Restorative justice, accountability, refusing shame... all of that is part of the book. I didn’t want to shy away from any uncomfortable truth. Not one. I want readers to feel the transmutative power of poetry and music and witness. I want the poems to live in their bodies. Not as an intellectual exercise, but as something embodied. A spell. A practice.

There’s a poem—spell to recover the body—where I literally say “repeat after me.” Because I want these poems carried into people’s daily lives. I also want readers to imagine what lies on the other side of empire. I don’t think the fall of empire has to be apocalypse. I think it might be a quiet surrender. A whimper. A moment where we realize we’ve woken into a new world. A world where possibility has been waiting for us.

Humanity is still in its adolescence. We have so much potential we haven’t touched yet. The dark and the light both live in us—but time moves in ways we don’t expect.I want my poetry to illuminate the trajectories we haven’t walked yet. To help reify the ones we could.

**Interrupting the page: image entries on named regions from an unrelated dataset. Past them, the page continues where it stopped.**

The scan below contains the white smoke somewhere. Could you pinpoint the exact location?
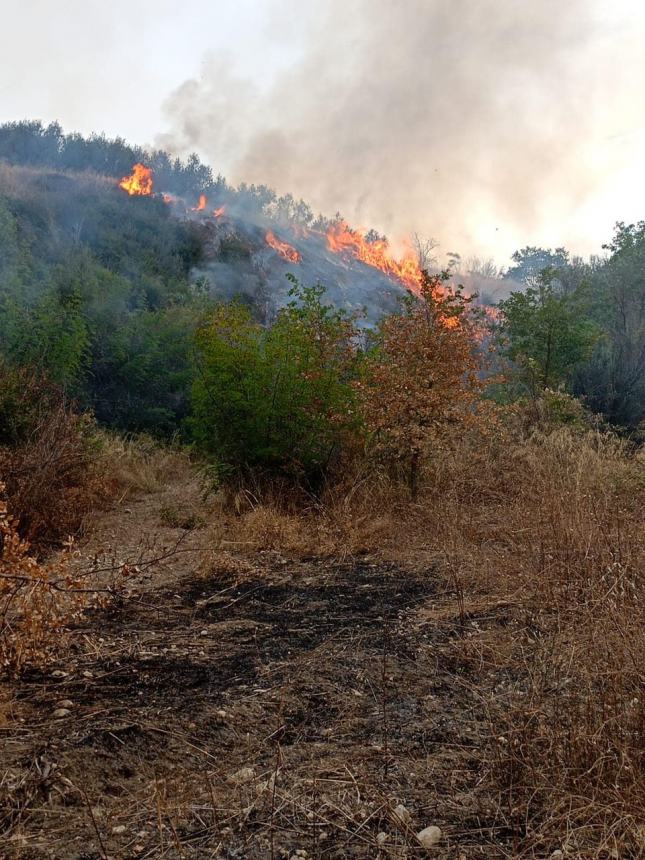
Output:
[158,0,645,259]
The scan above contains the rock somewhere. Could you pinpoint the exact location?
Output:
[227,767,255,785]
[392,803,412,827]
[417,824,441,848]
[52,708,72,720]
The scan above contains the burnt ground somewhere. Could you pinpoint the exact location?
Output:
[0,488,513,860]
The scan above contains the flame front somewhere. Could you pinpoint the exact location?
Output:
[327,221,423,295]
[119,164,152,197]
[265,230,302,263]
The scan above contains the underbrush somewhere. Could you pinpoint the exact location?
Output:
[0,365,107,552]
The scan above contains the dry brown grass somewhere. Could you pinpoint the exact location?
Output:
[223,417,645,858]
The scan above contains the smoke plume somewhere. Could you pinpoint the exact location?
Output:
[159,0,644,258]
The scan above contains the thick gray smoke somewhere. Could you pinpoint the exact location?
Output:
[159,0,643,259]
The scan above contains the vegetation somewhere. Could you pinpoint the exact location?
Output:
[0,123,645,860]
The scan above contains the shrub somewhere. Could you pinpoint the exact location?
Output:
[192,279,358,491]
[356,276,481,495]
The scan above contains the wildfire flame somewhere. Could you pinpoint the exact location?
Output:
[119,164,152,197]
[327,221,423,294]
[265,230,302,263]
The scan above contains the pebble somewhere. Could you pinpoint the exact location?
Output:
[417,824,441,848]
[52,708,72,720]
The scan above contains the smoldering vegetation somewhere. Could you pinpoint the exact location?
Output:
[159,0,644,255]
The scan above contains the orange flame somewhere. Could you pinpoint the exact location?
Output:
[119,164,152,197]
[265,230,302,263]
[327,221,423,294]
[190,194,208,212]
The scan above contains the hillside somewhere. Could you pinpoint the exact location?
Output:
[0,117,645,860]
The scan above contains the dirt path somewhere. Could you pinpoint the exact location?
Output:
[0,490,513,860]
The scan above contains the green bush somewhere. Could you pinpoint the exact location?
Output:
[191,279,358,491]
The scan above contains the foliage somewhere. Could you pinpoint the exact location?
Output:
[499,269,599,396]
[192,278,357,489]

Dr. Darius Phelps (he/him) is the author of My God’s Been Silent (Writ Large Press, 2026) and The Holy Ghost Lives In Her Laugh (Kith Books, 2026). A poet before anything else, his work bears witness to grief, faith, and the act of becoming—offering language as a form of liberation and light. Through the lens of poetic inquiry, Dr. Phelps explores how verse can function as pedagogy, healing and survival. Rooted in Black literary traditions and personal testimony, his poems navigate silence, ancestry, and resilience, creating sanctuaries for voices too often unheard. His work has been featured by Diode, Een Magazine, School Library Journal, and many more across platforms that champion the power of story to honor every body, every history, and every voice.

Phil SaintDenisSanchez is a Creole poet from New Orleans. His work has appeared or is forthcoming in Best New Poets, The Adroit Journal, Poetry International, Tinderbox Poetry Journal, and elsewhere. His poem “monarchs are the communication medium for when i die” was a finalist for Poetry International’s C.P. Cavafy Prize and his chapbook “watch out for falling bullets” was a finalist for The Atlas Review’s and Button Poetry’s chapbook contests, and a notable manuscript for BOAAT’s chapbook contest. A semifinalist for the 2020 Discovery Prize, he has received scholarships to attend Bread Loaf Writers’ Conference and presented at AWP on creating collaborations between poetry and music. Button Poetry recently published his debut collection, before & after our bodies, in 2025. He studied music theory and composition at The City College of New York, records under the name SaintDenisSanchez, and currently lives in Brooklyn.